Na B3, o milho futuro foi pressionado pela perspectiva de maior oferta regional nos próximos anos. O grão brasileiro deve enfrentar concorrência mais intensa da Argentina em 2026, diante da estimativa da Bolsa de Rosário de crescimento de 10,7% no volume colhido no país vizinho na comparação anual. Esse cenário reforça a leitura de oferta mais ampla no médio prazo e limita reações positivas das cotações. No mercado interno, as negociações seguem travadas, com compradores e vendedores distantes de um consenso em relação aos preços.
Diante desse contexto, os vencimentos futuros encerraram o dia com resultados negativos. O contrato janeiro de 2026 fechou a R$ 68,69, com leve recuo no dia e perda acumulada na semana. O março de 2026 terminou cotado a R$ 71,26, apresentando baixa diária mais acentuada e queda semanal mais expressiva. Já o vencimento de maio de 2026 encerrou a R$ 70,35, mantendo a tendência de desvalorização tanto no dia quanto na semana.

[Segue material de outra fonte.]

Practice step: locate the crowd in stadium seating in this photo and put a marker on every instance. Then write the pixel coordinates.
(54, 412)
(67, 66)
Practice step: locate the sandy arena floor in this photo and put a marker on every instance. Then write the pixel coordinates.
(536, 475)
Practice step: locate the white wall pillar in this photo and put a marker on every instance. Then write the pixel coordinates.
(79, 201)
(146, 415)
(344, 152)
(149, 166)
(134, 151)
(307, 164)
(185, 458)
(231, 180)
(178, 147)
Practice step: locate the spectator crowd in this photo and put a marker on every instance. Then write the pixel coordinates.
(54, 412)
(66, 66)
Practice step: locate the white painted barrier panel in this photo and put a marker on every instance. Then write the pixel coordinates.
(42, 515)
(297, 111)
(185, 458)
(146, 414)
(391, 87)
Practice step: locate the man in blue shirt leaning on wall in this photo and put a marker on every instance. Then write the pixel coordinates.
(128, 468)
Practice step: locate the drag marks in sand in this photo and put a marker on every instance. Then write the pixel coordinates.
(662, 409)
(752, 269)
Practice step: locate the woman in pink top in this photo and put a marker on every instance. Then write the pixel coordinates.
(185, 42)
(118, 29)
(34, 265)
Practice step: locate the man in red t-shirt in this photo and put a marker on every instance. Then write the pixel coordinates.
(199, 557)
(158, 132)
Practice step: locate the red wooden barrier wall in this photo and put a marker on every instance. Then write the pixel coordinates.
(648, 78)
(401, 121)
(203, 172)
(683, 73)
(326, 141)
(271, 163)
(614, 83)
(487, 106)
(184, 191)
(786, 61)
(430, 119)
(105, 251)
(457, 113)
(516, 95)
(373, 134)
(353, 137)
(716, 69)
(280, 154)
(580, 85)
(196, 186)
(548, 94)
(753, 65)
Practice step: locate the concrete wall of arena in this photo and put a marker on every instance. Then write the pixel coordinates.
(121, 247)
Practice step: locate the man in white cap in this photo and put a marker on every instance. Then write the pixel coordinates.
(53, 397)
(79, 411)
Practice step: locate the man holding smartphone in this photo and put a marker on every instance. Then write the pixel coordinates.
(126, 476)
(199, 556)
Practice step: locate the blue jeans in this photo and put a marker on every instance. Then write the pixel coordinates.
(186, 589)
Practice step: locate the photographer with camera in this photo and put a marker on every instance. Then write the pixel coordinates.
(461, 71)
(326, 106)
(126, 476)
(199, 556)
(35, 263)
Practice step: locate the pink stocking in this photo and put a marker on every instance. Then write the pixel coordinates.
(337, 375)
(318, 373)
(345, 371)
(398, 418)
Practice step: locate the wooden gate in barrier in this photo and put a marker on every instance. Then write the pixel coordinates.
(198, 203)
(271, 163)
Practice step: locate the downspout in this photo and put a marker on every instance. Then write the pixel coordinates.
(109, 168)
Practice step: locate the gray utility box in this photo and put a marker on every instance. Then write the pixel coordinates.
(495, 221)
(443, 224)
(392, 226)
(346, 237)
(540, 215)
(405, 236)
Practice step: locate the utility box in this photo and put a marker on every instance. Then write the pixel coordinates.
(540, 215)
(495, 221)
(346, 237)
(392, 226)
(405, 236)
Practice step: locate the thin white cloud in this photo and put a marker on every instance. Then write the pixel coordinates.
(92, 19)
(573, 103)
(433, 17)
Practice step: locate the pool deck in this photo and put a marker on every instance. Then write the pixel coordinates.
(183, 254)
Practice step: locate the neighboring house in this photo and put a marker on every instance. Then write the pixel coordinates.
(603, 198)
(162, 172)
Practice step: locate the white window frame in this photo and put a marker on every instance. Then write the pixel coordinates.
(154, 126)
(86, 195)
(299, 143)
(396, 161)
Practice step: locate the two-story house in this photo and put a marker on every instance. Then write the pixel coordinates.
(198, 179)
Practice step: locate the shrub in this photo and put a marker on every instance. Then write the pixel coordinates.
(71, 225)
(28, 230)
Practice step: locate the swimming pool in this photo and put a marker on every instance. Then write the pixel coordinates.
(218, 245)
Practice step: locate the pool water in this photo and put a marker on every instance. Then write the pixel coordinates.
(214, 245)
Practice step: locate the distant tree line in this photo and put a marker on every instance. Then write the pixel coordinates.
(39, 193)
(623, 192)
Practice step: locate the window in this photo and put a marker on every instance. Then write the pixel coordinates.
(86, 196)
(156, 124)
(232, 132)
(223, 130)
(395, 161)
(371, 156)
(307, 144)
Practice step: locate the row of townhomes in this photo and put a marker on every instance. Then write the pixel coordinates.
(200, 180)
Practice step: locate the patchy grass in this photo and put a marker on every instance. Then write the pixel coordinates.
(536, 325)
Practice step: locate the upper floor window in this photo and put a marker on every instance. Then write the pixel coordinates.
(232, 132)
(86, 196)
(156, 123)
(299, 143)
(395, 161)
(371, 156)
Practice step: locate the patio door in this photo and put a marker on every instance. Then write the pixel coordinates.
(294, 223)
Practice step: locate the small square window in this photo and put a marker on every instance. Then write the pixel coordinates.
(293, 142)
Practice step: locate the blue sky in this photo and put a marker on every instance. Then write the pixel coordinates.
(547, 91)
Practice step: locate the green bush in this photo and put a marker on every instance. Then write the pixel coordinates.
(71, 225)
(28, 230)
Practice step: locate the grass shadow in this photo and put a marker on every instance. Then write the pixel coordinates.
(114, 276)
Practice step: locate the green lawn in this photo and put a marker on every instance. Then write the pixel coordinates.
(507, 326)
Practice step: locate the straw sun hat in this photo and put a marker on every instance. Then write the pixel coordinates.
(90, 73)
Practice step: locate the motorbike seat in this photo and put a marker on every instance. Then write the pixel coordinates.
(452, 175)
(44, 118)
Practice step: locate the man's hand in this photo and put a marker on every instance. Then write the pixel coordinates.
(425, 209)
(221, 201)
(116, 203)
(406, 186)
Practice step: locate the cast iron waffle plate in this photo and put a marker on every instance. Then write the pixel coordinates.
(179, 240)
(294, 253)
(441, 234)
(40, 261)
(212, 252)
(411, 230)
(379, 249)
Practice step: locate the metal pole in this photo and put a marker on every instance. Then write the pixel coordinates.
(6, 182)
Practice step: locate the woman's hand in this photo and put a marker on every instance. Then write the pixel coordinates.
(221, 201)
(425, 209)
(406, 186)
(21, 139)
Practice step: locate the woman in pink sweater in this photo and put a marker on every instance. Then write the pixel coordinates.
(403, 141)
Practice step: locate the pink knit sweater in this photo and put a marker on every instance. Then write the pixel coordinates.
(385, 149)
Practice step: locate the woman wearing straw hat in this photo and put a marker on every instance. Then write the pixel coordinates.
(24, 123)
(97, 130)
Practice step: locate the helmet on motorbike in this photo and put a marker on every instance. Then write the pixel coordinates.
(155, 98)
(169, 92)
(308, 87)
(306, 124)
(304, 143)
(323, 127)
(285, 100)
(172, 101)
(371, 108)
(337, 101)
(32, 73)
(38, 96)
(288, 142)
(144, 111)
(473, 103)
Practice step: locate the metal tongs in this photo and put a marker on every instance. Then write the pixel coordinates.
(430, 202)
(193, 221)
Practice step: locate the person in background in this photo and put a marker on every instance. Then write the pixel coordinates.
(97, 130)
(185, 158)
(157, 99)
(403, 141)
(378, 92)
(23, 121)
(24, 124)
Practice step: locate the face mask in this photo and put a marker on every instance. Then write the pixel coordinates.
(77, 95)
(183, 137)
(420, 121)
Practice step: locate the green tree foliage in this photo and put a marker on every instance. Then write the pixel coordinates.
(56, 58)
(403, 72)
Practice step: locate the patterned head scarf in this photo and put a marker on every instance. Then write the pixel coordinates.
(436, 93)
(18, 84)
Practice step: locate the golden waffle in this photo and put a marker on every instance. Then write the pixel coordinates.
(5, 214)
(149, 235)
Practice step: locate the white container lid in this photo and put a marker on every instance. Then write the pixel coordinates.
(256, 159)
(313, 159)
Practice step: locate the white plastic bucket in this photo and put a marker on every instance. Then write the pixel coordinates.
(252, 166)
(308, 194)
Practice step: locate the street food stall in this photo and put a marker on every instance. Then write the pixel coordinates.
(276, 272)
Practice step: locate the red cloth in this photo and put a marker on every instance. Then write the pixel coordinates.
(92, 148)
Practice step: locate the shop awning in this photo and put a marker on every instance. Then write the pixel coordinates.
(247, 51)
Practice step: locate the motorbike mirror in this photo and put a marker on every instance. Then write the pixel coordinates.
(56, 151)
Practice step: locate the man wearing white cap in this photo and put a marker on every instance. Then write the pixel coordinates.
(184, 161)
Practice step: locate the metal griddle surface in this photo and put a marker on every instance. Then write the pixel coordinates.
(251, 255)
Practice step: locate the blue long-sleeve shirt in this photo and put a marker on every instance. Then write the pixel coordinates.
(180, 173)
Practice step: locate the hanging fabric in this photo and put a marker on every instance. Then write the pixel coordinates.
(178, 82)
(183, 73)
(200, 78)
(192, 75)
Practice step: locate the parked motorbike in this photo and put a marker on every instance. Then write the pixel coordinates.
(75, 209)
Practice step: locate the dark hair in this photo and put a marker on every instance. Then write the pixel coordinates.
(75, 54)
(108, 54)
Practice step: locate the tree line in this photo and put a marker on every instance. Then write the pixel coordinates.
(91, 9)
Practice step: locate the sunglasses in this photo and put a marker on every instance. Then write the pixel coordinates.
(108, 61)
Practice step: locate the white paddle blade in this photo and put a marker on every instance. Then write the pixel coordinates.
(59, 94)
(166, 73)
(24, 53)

Em Chicago, o milho também fechou em baixa, refletindo a confirmação de um quadro global de oferta elevada. Mesmo com o relatório semanal de exportações dos Estados Unidos dentro do esperado, o mercado permaneceu pressionado após o Conselho Internacional de Grãos elevar a projeção de produção mundial para 1,31 bilhão de toneladas. A estimativa para a safra norte-americana ficou alinhada à do USDA, enquanto a América do Sul contribui para o cenário de abundância com projeções de safra recorde na Argentina, acima de 60 milhões de toneladas, o que reduz o espaço para movimentos de alta no curto prazo.